Spectral spread and non-autonomous Hamiltonian diffeomorphisms

TL;DR

This paper extends the understanding of Hamiltonian diffeomorphisms by demonstrating that non-autonomous Hamiltonian diffeomorphisms are dense in various classes of closed symplectic manifolds, broadening prior results.

Contribution

The authors generalize previous density results of non-autonomous Hamiltonian diffeomorphisms to all closed and convex symplectic manifolds.

Findings

Non-autonomous Hamiltonian diffeomorphisms are dense in the C^infty-topology.
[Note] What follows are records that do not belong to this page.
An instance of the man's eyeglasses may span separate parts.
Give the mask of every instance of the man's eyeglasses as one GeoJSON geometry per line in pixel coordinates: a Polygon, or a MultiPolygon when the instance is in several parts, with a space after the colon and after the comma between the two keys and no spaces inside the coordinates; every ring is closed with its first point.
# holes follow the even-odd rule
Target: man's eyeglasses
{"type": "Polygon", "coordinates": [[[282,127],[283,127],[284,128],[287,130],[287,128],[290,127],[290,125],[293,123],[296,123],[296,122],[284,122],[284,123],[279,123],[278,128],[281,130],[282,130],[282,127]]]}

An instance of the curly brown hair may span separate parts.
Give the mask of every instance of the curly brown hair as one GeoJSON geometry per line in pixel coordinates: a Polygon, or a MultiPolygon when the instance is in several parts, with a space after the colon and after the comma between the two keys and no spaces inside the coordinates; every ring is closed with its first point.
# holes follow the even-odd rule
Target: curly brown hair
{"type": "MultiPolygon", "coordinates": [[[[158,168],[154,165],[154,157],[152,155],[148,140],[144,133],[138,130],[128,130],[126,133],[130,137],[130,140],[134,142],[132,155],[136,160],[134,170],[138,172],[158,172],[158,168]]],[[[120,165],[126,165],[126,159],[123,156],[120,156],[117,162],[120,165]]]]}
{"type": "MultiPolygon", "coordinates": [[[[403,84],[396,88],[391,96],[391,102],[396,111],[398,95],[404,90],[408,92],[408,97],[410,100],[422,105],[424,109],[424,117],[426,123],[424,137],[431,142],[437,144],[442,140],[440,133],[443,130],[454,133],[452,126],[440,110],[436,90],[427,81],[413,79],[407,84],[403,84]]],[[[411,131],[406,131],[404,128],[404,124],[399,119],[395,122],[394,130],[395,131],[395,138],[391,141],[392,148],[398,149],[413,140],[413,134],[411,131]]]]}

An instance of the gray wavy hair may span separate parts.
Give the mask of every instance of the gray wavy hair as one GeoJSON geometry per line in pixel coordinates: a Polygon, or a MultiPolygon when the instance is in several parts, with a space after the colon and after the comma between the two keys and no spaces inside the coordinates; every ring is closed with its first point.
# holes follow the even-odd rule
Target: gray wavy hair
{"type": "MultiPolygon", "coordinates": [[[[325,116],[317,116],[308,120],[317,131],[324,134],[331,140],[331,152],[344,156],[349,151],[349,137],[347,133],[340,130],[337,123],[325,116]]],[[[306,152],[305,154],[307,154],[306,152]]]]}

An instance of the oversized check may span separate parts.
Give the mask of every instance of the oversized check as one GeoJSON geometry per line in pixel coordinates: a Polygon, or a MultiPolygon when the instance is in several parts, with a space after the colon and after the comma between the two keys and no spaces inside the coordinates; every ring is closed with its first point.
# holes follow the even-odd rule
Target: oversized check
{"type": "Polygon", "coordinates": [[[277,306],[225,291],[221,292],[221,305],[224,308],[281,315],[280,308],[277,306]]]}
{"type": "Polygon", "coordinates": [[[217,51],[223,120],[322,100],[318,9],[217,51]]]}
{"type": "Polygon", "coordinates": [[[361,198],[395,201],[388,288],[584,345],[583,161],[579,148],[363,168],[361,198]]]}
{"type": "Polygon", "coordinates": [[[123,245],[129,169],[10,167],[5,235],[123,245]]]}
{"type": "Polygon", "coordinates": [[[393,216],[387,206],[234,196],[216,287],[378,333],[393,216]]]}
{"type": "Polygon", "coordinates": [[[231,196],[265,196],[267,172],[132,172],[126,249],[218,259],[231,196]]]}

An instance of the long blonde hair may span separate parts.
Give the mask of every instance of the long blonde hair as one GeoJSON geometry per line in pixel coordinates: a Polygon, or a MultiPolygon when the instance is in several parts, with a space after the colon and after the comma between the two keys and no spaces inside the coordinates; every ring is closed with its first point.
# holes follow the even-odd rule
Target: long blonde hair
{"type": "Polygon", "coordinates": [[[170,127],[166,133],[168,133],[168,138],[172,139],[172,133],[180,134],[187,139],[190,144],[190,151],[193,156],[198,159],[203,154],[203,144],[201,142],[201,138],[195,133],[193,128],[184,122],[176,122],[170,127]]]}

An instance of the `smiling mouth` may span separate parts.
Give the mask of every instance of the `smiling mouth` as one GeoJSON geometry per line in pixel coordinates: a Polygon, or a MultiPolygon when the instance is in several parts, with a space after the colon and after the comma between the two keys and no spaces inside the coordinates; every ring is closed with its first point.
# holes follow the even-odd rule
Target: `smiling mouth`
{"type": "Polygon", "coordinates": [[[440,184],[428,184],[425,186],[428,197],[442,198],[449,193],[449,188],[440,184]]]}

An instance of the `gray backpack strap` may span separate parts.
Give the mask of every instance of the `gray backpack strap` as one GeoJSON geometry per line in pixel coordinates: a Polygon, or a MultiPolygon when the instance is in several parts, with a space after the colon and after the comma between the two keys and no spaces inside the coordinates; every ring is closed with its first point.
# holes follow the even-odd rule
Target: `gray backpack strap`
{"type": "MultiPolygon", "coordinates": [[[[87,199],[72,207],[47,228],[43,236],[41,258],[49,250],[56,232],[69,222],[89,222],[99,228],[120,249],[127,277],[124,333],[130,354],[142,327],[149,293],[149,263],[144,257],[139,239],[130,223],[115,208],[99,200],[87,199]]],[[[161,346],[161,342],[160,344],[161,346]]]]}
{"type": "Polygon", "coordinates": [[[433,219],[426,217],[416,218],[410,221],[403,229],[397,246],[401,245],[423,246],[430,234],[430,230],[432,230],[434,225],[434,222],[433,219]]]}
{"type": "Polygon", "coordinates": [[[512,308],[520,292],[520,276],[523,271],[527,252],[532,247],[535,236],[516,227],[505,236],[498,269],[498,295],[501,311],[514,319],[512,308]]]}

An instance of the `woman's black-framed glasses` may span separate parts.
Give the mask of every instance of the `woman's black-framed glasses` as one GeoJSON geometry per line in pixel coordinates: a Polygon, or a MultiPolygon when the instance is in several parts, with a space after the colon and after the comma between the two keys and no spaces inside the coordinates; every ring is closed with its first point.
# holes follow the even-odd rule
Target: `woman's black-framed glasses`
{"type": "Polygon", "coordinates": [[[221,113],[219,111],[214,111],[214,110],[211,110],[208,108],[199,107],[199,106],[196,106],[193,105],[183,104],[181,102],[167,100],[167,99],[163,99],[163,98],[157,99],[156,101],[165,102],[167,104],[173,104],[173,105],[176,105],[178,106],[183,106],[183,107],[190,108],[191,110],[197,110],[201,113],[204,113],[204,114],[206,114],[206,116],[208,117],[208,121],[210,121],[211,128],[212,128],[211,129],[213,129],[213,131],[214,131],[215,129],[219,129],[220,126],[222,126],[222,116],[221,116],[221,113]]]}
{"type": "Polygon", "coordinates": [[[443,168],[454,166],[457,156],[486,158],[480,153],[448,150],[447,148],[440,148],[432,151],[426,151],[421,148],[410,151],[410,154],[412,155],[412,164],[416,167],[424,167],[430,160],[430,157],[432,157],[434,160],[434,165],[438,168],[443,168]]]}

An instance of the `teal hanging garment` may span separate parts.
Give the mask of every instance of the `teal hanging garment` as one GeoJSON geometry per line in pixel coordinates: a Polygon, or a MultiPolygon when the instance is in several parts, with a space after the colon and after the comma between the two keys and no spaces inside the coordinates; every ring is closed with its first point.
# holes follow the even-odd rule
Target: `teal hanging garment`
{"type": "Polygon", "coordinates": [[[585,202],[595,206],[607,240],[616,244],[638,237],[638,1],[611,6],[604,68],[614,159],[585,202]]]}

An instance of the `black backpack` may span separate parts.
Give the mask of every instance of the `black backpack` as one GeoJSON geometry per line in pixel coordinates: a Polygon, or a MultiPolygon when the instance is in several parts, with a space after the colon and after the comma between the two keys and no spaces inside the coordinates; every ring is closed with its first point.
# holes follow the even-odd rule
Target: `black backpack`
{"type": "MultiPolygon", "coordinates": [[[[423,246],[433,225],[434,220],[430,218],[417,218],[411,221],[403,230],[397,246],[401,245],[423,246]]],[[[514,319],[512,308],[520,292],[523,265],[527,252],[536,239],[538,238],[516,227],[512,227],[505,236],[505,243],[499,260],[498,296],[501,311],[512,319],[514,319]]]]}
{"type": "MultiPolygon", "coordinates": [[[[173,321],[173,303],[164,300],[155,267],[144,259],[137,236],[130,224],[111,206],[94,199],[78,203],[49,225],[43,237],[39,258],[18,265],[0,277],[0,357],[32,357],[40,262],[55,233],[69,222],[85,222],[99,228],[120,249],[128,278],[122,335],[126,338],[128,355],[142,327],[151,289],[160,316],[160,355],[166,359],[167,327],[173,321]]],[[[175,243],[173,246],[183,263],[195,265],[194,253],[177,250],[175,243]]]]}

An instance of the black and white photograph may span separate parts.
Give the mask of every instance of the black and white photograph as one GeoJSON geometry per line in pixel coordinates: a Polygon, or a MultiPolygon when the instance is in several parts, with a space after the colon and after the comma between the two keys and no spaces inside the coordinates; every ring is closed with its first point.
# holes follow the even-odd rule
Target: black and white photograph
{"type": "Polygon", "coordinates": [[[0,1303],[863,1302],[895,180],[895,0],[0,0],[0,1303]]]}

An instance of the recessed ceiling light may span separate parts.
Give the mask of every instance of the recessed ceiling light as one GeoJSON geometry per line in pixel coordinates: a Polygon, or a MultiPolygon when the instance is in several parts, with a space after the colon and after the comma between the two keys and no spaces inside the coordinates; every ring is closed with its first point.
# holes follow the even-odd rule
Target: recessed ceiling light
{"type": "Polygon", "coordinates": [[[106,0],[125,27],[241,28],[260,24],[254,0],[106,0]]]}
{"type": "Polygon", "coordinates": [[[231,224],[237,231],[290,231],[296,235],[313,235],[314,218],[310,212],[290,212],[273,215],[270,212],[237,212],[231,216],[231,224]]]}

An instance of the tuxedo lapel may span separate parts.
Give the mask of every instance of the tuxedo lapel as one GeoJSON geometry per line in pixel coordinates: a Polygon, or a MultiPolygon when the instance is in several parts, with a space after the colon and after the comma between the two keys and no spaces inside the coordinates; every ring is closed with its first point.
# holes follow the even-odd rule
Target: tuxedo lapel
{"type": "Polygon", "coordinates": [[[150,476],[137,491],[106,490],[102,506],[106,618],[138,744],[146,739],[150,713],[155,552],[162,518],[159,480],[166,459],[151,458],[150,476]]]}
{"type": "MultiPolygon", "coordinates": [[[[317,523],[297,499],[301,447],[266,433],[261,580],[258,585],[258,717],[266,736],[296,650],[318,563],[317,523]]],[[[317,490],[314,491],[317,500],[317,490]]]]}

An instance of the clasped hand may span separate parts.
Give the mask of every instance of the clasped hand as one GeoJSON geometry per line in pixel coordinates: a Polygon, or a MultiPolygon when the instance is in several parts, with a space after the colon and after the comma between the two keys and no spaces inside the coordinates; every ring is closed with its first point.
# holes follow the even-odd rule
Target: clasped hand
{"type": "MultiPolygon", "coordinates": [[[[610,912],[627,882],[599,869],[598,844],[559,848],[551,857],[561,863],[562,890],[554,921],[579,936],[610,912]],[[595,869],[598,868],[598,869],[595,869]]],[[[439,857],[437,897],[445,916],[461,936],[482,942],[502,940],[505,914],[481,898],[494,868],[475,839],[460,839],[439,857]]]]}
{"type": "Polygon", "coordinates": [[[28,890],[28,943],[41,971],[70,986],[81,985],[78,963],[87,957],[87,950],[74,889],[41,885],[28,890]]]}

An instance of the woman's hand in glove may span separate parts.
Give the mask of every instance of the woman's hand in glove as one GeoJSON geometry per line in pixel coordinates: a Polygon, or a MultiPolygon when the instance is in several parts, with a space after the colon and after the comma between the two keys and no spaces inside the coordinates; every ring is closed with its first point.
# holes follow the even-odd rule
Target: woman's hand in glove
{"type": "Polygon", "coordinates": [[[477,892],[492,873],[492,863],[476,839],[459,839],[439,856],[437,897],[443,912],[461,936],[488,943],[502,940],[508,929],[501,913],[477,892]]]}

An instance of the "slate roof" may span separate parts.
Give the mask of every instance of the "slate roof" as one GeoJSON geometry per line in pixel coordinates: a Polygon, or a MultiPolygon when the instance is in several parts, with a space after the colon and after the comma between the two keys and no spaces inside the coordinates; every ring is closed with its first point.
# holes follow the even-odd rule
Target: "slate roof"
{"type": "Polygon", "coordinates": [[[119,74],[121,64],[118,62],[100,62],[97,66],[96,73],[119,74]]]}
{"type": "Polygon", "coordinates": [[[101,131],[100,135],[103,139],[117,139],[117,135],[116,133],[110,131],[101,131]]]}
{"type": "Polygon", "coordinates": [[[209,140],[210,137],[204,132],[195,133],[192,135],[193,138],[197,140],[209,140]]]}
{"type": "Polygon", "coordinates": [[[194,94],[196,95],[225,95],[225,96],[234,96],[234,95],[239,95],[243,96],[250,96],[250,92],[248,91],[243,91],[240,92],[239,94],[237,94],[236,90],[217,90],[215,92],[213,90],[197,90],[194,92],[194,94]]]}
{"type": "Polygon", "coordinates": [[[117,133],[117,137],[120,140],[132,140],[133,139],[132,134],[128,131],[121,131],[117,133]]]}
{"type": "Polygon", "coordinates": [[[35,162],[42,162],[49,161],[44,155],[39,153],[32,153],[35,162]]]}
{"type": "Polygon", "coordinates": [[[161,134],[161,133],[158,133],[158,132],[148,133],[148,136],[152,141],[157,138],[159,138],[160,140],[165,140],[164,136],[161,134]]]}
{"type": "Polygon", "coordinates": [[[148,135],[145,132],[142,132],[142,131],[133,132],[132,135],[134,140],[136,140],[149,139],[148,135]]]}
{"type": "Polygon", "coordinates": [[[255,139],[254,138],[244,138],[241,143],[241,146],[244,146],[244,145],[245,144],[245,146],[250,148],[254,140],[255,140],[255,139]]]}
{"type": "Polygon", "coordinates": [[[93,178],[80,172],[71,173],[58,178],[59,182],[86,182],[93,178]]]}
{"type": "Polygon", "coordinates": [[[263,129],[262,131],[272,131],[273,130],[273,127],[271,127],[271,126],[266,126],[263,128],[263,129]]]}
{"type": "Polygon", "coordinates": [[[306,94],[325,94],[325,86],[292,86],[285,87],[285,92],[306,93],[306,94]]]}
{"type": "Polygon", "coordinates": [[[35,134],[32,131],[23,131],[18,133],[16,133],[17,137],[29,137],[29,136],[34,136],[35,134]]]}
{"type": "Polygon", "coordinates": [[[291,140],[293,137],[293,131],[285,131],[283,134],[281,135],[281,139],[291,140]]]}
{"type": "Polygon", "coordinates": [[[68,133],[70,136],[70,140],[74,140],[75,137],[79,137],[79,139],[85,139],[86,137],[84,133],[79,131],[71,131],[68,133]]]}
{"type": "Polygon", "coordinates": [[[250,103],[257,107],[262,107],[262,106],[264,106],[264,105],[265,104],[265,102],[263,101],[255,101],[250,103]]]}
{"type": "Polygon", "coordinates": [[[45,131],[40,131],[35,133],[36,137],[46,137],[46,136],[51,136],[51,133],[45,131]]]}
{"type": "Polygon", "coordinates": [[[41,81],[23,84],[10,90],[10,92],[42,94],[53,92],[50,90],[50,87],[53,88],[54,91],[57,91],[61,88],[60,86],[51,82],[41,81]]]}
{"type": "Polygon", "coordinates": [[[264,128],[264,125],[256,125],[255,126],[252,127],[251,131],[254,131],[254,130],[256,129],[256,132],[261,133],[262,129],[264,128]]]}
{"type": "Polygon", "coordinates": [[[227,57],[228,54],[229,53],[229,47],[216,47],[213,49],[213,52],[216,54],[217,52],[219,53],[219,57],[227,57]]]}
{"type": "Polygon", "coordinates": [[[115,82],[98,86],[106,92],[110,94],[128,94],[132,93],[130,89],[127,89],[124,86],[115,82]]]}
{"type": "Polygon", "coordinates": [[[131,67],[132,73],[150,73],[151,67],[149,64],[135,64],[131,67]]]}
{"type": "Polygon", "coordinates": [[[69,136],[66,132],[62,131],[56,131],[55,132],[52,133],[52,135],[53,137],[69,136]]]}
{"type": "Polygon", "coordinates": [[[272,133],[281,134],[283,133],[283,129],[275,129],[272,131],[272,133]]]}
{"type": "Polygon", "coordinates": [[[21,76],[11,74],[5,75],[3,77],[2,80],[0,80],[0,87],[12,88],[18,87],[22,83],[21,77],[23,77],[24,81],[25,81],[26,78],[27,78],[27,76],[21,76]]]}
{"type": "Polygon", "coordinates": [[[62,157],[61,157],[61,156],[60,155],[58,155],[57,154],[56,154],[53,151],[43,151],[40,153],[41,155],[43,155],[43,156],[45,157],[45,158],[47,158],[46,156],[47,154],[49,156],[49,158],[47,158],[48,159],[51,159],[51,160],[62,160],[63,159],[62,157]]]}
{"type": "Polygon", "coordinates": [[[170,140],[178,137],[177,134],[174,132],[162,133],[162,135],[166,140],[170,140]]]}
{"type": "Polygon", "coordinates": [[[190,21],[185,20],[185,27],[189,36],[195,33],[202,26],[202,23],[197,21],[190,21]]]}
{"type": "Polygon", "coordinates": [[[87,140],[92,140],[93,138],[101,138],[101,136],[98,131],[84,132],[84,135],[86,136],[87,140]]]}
Non-autonomous Hamiltonian diffeomorphisms are dense in Hofer's metric.

The results apply to a broader class of symplectic manifolds than previously known.

Abstract

For any symplectic manifold, Hamiltonian diffeomorphism group contains a subset which consists of times one flows of autonomous(time-independent) Hamiltonian vector fields. Polterovich and Shelukhin proved that the complement of autonomous Hamiltonian diffeomorphisms is dense in C^/infty-topology and Hofer's metric if the symplectic manifold is closed symplectically aspherical. In this paper, we generalize above theorem to general closed symplectic manifolds and general convex symplectic manifolds.